# Participating in company ESPP?



## Grundlestein (Jun 25, 2011)

Hello all! First post here. 

I started a new job at a company about a month ago, and although the company does not offer any sort of pension plan, they offer a stock purchase matching program. At a maximum of 5% per pay cheque, this would represent about an extra of 2500 per year of matched stock purchases. 

Although I would not like to share what the specific stock is in order to stay anonymous to who I work for, I would like to note that the stock does not pay dividends and the growth does not look very promising over the past 5 years.

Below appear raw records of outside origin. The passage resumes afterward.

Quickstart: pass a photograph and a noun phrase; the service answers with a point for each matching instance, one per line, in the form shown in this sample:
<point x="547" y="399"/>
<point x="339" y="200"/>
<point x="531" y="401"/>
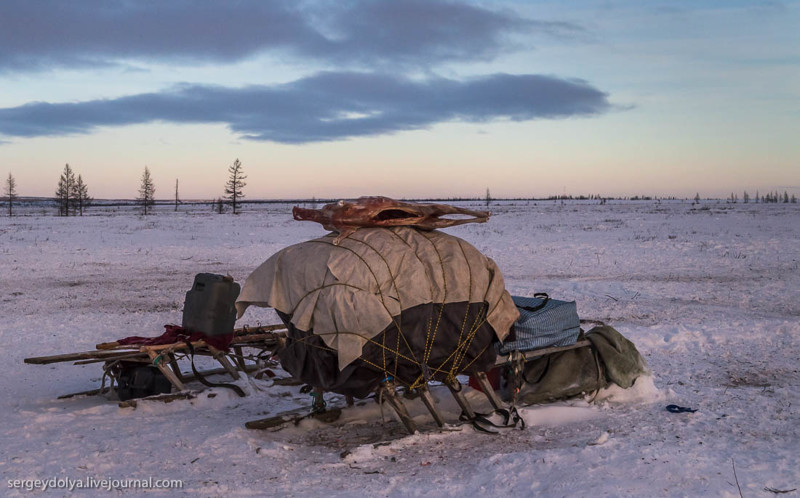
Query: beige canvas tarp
<point x="349" y="293"/>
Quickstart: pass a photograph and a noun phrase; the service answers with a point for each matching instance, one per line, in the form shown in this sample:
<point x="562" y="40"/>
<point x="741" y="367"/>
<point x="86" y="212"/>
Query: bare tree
<point x="11" y="192"/>
<point x="233" y="189"/>
<point x="147" y="191"/>
<point x="81" y="195"/>
<point x="65" y="191"/>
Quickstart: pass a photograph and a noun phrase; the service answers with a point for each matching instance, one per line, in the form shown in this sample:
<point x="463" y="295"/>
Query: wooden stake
<point x="387" y="392"/>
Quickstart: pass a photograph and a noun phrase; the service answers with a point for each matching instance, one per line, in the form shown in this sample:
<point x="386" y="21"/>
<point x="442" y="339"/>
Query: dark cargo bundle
<point x="209" y="305"/>
<point x="397" y="303"/>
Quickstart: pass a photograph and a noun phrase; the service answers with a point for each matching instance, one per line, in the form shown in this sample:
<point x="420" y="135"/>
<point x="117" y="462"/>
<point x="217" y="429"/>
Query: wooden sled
<point x="266" y="339"/>
<point x="165" y="357"/>
<point x="388" y="392"/>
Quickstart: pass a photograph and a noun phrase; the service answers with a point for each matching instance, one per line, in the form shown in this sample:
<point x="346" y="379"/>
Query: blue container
<point x="543" y="323"/>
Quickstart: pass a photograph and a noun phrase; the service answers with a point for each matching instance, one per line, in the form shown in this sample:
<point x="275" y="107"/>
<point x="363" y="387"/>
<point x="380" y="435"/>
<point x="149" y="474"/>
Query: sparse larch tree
<point x="147" y="191"/>
<point x="233" y="189"/>
<point x="65" y="191"/>
<point x="81" y="195"/>
<point x="11" y="192"/>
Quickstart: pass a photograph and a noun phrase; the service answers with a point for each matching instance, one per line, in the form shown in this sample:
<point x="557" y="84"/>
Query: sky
<point x="404" y="98"/>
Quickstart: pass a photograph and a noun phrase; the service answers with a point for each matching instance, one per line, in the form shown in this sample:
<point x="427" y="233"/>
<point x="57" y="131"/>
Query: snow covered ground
<point x="709" y="293"/>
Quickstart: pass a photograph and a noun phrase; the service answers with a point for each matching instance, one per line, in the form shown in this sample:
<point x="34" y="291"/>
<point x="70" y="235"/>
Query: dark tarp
<point x="611" y="358"/>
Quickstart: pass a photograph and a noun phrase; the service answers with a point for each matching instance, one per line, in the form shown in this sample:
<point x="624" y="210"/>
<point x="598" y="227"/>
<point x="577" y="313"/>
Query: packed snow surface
<point x="709" y="293"/>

As I am just starting with the share program, I am unsure wether or not I can cash in my shares easily or not.

Would you participate? I can look at it as my invest per month essentially doubles because of the match, where areas investing it would not see that much growth. Ideas?


----------



## MoneyGal (Apr 24, 2009)

The standard advice is:

1. Participate because of the "free money" aspect of the match. 

2. However, sell your stock as soon as you are able and diversify away from the concentrated risk of company stock (your human capital is very exposed to the company while you work there, your financial capital should be diversified away.)

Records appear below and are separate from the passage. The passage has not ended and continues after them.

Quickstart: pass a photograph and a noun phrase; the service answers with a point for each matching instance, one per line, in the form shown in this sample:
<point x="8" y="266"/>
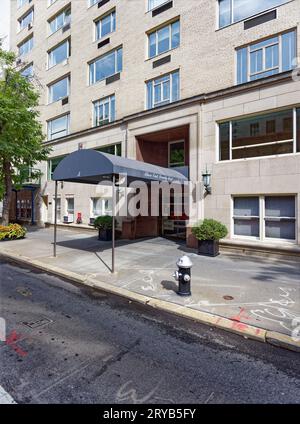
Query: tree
<point x="21" y="135"/>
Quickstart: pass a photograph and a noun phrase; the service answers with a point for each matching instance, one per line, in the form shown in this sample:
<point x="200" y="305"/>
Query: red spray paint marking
<point x="11" y="341"/>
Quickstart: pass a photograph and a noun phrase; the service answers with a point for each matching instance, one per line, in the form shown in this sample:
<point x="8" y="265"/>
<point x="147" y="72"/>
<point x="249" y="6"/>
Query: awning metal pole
<point x="113" y="223"/>
<point x="55" y="219"/>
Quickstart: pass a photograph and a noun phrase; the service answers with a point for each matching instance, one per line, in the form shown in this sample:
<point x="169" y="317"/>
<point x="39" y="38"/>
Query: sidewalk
<point x="249" y="292"/>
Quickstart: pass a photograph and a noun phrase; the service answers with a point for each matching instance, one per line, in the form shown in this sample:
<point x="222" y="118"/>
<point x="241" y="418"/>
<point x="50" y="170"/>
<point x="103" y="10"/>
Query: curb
<point x="242" y="329"/>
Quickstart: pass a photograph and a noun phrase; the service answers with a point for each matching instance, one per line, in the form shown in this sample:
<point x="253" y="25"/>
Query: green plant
<point x="12" y="232"/>
<point x="209" y="229"/>
<point x="21" y="132"/>
<point x="103" y="222"/>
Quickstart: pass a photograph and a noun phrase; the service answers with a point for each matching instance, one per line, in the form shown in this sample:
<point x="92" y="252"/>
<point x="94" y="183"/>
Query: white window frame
<point x="20" y="20"/>
<point x="92" y="3"/>
<point x="21" y="3"/>
<point x="29" y="41"/>
<point x="150" y="8"/>
<point x="66" y="20"/>
<point x="262" y="219"/>
<point x="92" y="66"/>
<point x="49" y="124"/>
<point x="27" y="67"/>
<point x="103" y="211"/>
<point x="59" y="208"/>
<point x="50" y="87"/>
<point x="153" y="82"/>
<point x="53" y="49"/>
<point x="66" y="206"/>
<point x="100" y="102"/>
<point x="169" y="26"/>
<point x="293" y="140"/>
<point x="99" y="21"/>
<point x="50" y="2"/>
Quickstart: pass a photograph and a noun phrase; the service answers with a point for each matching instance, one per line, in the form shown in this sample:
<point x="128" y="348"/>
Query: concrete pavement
<point x="78" y="345"/>
<point x="257" y="292"/>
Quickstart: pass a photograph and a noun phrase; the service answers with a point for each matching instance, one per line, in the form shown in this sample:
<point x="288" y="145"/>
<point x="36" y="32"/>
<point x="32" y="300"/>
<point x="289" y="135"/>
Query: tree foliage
<point x="209" y="229"/>
<point x="21" y="135"/>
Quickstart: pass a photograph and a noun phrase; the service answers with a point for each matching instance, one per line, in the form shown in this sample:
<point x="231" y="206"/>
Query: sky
<point x="4" y="21"/>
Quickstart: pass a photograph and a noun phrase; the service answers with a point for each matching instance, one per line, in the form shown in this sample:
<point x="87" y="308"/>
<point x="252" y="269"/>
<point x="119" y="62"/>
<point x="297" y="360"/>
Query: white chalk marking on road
<point x="5" y="398"/>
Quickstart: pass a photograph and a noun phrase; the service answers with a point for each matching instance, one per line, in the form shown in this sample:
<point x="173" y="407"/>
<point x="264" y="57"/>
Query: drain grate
<point x="40" y="323"/>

3. DO NOT have this be your only savings plan. Make sure you are also saving, in some form (cash, other investments, aggressive mortgage paydown) to reduce your dependence on this particular form of investing. 

4. Recognize that if the stock goes south, your job may also be at risk - this is the primary reason that people advise against keeping a lot of company stock. As in, you may want to cash it in because you need the money because you've been laid off - but that action of you being laid off is highly correlated with falling stock prices. 

Hope that helps. I've participated in ESPPs whenever I've had the chance.


----------



## Eclectic12 (Oct 20, 2010)

Grundlestein said:


> Hello all! First post here.
> 
> I started a new job at a company about a month ago, and although the company does not offer any sort of pension plan, they offer a stock purchase matching program. At a maximum of 5% per pay cheque, this would represent about an extra of 2500 per year of matched stock purchases.
> 
> ...


I'd make sure to check out the process of selling shares. 

The only ESSP I've participated in was when I worked for IBM - no matching but at the time the stock was down, so I planned on holding for a while.

However, former co-workers moved to companies with such plans and the time the stock had to be held before a sale varied dramatically. The one they liked was where they could sell every six months. With several buyouts, the holding time changed to two years. In comparison, another co-worker had to work for the company for three years to qualify, then had to hold for another two years before a sale was possible. The stock can change value dramatically in five years.

The other question is the actual selling process, itself. The "standard" way to sell the IBM stock was to mail a letter - introducing a variable delay. 


Once you have the details on the holding period and selling process, it will be you a better perspective on how quickly you can react to any market changes.


Side Note: 
One co-worker commented that his sister thought it was horrible she and her husband were laid off as part of the AOL-TimeWarner merger. After a couple of months, they changed their minds. Since they were laid off, they were allowed to sell all of their stock at it's peak while their employed friends had to watch it drop like a stone. He figured the timing preserved about $5 million US.


Cheers


----------



## LondonHomes (Dec 29, 2010)

In your case I would join the plan, assuming that you can sell your shares at a regular basis ... it's an easy way to x2 your money every year. And the stock will need to tank 50% in 1 year before you start to lose your money.

Just make sure you take your stock payout and put it into your RRSP every year!


----------



## CanadianCapitalist (Mar 31, 2009)

Can you provide more details? Is the stock purchased every paycheque? Or is it purchased every six months? Either way, I'd participate but sell the stock every six months (assuming there is no vesting period, which I'd expect there wouldn't be).

Don't forget that there are new tax rules surrounding ESPPs. Make sure you can handle the reduced cash flow of 5% contributions plus taxes on the company match. 

http://www.canadiancapitalist.com/new-withholding-taxes-on-stock-option-benefits/


----------



## Plugging Along (Jan 3, 2011)

I agree with everyone else. It's free money. Buy the shares, and sell as soon as you can. If you find that in the future the company is having some more growth potential, then at that point you can hold on to some longer term.


----------



## Square Root (Jan 30, 2010)

You should participate for all the reasons mentioned. As you are not sure about the prospects for the stock you should probably sell as soon as practical for the reasons stated by MG. 
However, on the other hand i was employed by a big bank who had an ESPP. i know some fairly low level employees who kept their ESP shares, reinvested the dividends and had over $1miliion in their plans when they retired. Really depends on the company's prospects and agree that sometimes these are difficult to assess. Probably no more difficult than anything else though.


----------